Unable to procreate his own dynasty, Sir Clifford wants a male heir by other means; widowed at 24, middle-aged Mrs Bolton, having become an ex-officio member of the family (with ulterior motives in her subtle encouragement of the wife's extracurricular activities while ensconcing herself in business matters from which Connie is uninvited), compliments Connie: "You're a true woman."
Once Connie and Mellors are compelled to copulate through animal magnetism, their feral relationship develops into an appetite for each other. Telling his highborn paramour of his wish to experience everything to the fullest in life, Mellors declares he'll have no regrets in the end. As their attachment takes on emotional entanglements, Connie cautions Mellors's possessive bent: "I couldn't live without you, but I couldn't live if he knew about you."
Demonstrating his authority over Mellors and a cruel streak, Sir Clifford orders his gamekeeper (whom he regards as just "so much live human meat") to thrash a pair of poachers, out-of-work colliers, in front of Connie, who has pleaded for their not being prosecuted.
Referring to himself as her "fucker," which Connie corrects as "lover," Mellors complains of her exploiting him for physical pleasure without regard for his person: "You wouldn't marry me if free." She counters him with qualification: "I would be your wife, but I can't leave Clifford." When Connie denies that class difference has anything to do with her attitude toward him, Mellors retorts: "It has everything to do with it."

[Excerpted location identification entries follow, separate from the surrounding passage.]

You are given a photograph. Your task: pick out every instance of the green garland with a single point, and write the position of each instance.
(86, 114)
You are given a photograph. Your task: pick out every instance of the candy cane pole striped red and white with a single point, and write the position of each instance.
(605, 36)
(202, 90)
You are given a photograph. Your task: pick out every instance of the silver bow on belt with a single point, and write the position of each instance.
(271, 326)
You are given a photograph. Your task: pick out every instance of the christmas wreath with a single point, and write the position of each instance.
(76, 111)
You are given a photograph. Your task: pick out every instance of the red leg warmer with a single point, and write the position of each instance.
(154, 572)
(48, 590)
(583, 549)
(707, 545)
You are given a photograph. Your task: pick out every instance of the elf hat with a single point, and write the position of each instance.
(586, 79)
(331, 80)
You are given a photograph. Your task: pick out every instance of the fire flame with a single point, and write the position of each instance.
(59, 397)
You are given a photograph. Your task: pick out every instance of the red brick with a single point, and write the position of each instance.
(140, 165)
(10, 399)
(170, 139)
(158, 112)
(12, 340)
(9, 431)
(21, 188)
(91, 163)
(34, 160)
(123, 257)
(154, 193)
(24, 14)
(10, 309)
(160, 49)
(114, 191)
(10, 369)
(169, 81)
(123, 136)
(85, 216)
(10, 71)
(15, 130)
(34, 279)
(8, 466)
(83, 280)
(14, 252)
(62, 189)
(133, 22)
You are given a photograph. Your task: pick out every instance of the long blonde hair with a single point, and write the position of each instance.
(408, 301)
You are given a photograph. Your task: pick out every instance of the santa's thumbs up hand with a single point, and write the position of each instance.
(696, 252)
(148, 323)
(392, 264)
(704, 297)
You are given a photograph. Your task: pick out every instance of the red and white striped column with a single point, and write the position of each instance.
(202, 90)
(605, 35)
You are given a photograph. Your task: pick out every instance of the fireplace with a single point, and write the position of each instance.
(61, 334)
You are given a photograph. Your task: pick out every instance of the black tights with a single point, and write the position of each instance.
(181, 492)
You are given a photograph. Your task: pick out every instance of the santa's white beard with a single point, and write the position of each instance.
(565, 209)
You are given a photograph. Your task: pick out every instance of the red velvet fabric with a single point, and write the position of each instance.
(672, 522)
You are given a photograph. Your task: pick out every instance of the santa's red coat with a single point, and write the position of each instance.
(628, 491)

Finally, Connie - "I am your wife in the woods" - acquiesces to Mellor's insistence that she spend a night with him in his cottage; upon her return to the manor in the morning, Sir Clifford shuns her, expressing disapproval of her stooping so low as to be with Oliver (Connie hadn't known or asked Mellors of his Christian name). Exiled to Italy to stay with Sir Clifford's sister, who left her husband, she refuses dalliances with other men, eventually going back to her husband's home, where she learns of Mellors's dismissal to the mines; nevertheless, proud and pregnant, she tells Sir Clifford: "He's the father and your name be damned."